Building Serverless APIs with API Gateway and AI

Explore a serverless API using AI-enhanced workflows with AWS Lambda, API Gateway, and CloudFormation.

Photo Credit: https://unsplash.com/@jakefagan

Over the past several months, I've been using AI-assisted IDEs like Windsurf to build a variety of projects. I’ve even documented my Windsurf rules here. A recurring need is to expose these apps through APIs, which is where Amazon API Gateway comes in.

From leading engineering teams using serverless, I've seen how AWS Lambda and API Gateway cut costs and minimize overhead. Configuring these services by hand can be tricky, though. Generative AI makes it easier, but if left unguided, it can become unwieldy due to quirks in both the AI and the services themselves.

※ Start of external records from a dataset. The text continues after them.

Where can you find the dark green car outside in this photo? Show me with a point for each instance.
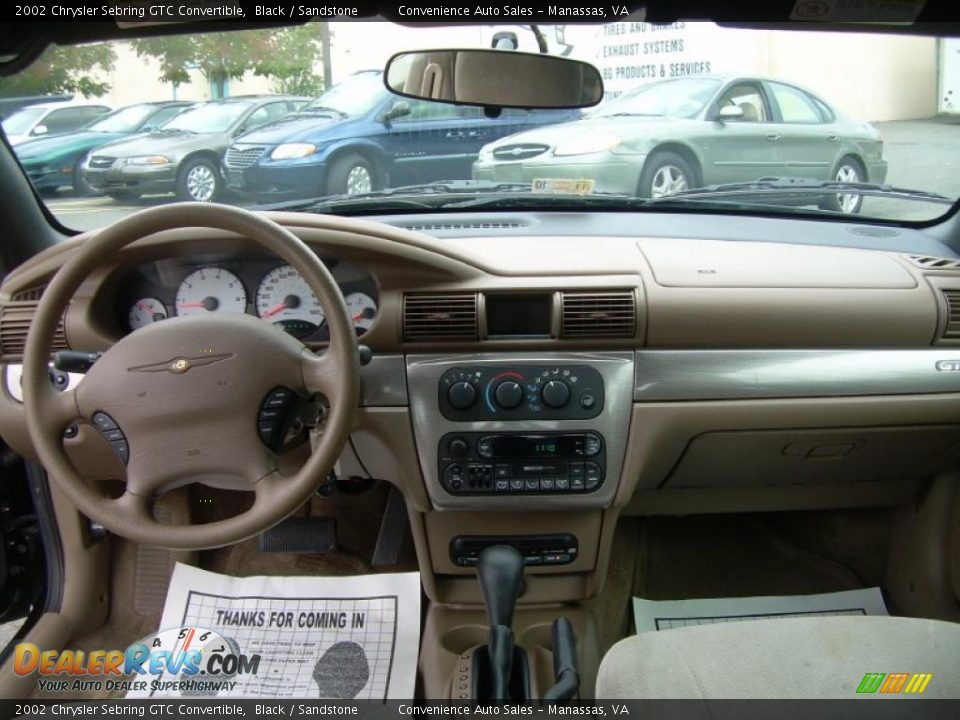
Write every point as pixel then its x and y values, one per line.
pixel 55 162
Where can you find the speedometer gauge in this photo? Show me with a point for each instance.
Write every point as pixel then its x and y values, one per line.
pixel 285 298
pixel 211 289
pixel 362 309
pixel 144 312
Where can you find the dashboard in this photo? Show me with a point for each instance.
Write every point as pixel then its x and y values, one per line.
pixel 259 286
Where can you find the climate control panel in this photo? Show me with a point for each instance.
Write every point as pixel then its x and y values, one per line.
pixel 523 392
pixel 544 463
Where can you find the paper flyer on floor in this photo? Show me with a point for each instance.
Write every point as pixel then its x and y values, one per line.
pixel 353 638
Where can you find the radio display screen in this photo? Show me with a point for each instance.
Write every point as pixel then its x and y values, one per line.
pixel 543 446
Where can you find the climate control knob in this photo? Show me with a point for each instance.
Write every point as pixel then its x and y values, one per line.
pixel 462 395
pixel 508 394
pixel 555 393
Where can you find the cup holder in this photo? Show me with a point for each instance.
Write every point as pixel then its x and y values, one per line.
pixel 460 639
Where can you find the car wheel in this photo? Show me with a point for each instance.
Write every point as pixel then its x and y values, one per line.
pixel 849 170
pixel 666 173
pixel 351 175
pixel 199 181
pixel 81 188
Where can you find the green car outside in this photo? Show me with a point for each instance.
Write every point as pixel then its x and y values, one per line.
pixel 55 162
pixel 674 135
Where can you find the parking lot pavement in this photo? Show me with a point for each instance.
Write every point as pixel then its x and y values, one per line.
pixel 922 155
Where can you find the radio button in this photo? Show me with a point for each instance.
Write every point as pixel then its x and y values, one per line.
pixel 485 447
pixel 458 447
pixel 593 444
pixel 555 394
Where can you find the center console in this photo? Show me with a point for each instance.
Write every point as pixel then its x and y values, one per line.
pixel 521 432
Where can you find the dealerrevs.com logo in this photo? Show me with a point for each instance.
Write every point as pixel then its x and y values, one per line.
pixel 188 660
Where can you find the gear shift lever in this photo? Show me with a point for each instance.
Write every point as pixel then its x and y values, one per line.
pixel 500 569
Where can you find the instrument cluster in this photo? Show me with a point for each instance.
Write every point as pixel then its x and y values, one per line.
pixel 268 289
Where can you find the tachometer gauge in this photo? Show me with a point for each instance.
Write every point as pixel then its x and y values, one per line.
pixel 144 312
pixel 362 309
pixel 285 298
pixel 211 289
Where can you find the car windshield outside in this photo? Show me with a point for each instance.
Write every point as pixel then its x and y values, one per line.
pixel 212 118
pixel 694 117
pixel 22 120
pixel 671 98
pixel 124 120
pixel 353 97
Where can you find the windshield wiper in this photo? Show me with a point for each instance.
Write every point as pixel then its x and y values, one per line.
pixel 452 187
pixel 321 110
pixel 780 186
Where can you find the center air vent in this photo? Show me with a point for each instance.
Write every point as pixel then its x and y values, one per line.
pixel 951 329
pixel 440 316
pixel 598 314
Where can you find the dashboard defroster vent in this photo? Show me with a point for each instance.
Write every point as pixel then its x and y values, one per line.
pixel 440 316
pixel 15 320
pixel 951 329
pixel 598 314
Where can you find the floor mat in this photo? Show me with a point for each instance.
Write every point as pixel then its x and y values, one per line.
pixel 294 637
pixel 653 615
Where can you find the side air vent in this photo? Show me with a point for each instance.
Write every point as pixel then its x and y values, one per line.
pixel 598 314
pixel 951 330
pixel 440 317
pixel 928 262
pixel 15 319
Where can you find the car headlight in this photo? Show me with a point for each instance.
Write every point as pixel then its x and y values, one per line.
pixel 588 145
pixel 290 151
pixel 148 160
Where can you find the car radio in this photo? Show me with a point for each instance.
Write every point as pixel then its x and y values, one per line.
pixel 478 463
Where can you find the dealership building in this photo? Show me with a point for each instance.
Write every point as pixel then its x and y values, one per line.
pixel 869 77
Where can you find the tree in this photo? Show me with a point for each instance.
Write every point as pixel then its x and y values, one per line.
pixel 64 70
pixel 288 55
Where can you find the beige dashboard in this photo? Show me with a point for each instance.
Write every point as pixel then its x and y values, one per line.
pixel 750 376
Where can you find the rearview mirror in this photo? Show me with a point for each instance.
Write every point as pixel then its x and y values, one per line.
pixel 494 78
pixel 730 112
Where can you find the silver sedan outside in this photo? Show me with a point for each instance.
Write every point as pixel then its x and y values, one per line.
pixel 673 135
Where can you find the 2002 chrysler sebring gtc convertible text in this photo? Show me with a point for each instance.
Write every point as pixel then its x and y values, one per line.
pixel 496 363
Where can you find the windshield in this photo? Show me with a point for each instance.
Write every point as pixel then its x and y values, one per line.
pixel 213 118
pixel 354 96
pixel 124 120
pixel 22 120
pixel 673 98
pixel 695 117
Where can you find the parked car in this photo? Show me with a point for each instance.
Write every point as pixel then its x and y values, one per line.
pixel 669 136
pixel 55 162
pixel 183 156
pixel 52 118
pixel 359 137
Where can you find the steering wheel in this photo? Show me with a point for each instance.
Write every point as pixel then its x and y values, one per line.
pixel 186 392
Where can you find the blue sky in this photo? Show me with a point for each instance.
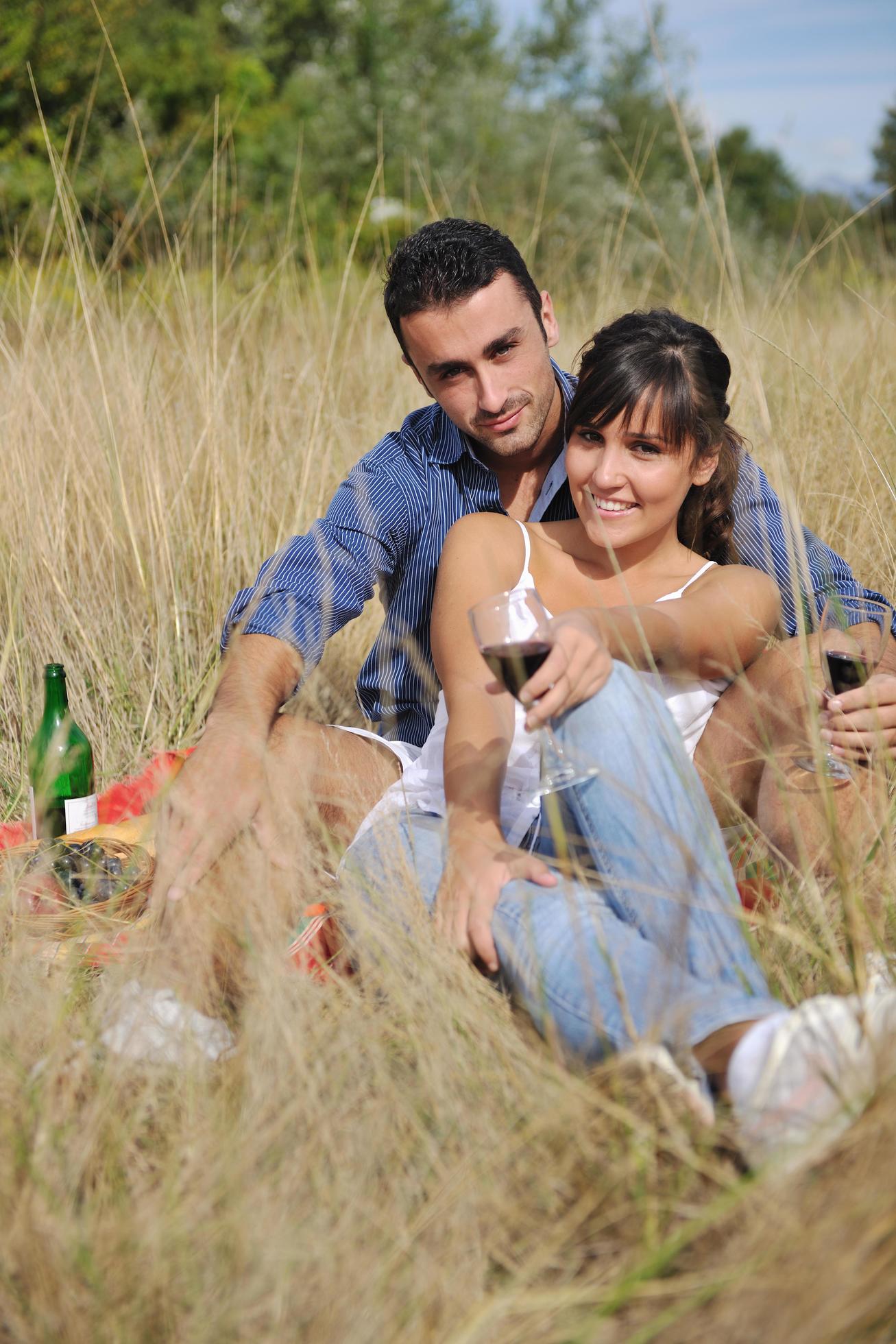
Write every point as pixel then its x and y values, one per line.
pixel 810 78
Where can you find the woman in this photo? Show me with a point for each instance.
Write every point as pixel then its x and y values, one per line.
pixel 634 581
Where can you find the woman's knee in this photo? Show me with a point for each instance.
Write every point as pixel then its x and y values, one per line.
pixel 618 707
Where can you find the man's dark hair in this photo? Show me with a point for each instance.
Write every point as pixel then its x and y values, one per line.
pixel 445 263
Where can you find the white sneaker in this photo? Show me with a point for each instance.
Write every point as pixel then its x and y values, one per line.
pixel 821 1068
pixel 154 1026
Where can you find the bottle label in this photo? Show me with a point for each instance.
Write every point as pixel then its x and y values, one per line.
pixel 81 813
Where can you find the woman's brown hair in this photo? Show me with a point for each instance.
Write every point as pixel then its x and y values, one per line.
pixel 642 357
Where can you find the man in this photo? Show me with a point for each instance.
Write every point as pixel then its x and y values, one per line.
pixel 477 335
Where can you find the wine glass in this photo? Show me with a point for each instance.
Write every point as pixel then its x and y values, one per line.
pixel 852 638
pixel 513 634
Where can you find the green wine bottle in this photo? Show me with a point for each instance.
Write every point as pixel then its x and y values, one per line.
pixel 60 767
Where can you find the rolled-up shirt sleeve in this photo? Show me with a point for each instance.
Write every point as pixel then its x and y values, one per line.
pixel 766 539
pixel 320 581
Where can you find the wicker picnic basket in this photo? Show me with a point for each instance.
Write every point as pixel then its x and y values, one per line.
pixel 70 918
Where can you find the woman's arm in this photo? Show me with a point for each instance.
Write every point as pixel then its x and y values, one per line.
pixel 715 629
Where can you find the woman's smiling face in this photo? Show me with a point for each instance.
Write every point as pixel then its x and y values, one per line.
pixel 628 483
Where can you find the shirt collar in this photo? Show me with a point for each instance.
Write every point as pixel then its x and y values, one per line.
pixel 449 444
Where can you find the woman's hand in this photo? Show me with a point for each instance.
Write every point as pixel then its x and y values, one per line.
pixel 477 870
pixel 577 669
pixel 862 722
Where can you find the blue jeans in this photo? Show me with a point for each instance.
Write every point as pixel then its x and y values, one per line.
pixel 652 948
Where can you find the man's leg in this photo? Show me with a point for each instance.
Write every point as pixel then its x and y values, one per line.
pixel 322 782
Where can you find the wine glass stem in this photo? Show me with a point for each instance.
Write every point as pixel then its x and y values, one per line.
pixel 555 746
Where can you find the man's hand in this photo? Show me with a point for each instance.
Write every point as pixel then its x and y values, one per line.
pixel 860 722
pixel 577 669
pixel 221 789
pixel 215 796
pixel 476 873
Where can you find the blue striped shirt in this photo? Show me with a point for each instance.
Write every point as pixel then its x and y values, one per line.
pixel 387 525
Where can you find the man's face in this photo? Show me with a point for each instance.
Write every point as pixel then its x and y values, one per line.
pixel 487 365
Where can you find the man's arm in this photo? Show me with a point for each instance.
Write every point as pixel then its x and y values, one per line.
pixel 865 718
pixel 221 788
pixel 302 596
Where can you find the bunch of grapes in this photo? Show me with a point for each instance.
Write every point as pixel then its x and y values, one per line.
pixel 82 869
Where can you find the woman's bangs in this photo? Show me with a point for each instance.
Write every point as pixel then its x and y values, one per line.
pixel 629 393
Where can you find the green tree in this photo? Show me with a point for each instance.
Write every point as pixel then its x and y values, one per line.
pixel 758 184
pixel 884 151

To help you (and my future self), I’ve created a "Hello World" API example. Below, you’ll find code, deployment steps, and a concise overview of how everything fits together.

Understanding the Solution Architecture

At a high level, we’re leveraging several AWS services that work together to provide a fully managed, secure, and highly scalable REST API:

  • AWS Lambda: Executes our Python code in response to API requests.
  • Amazon API Gateway: Routes incoming requests to the Lambda function, handles authentication, and provides a REST interface.
  • AWS Parameter Store: Stores configuration parameters so you can keep secrets and environment-specific settings outside of your code.
  • AWS CloudFormation: Defines, manages, and provisions the infrastructure as code.
  • AWS IAM: Controls access to your resources through roles and permissions.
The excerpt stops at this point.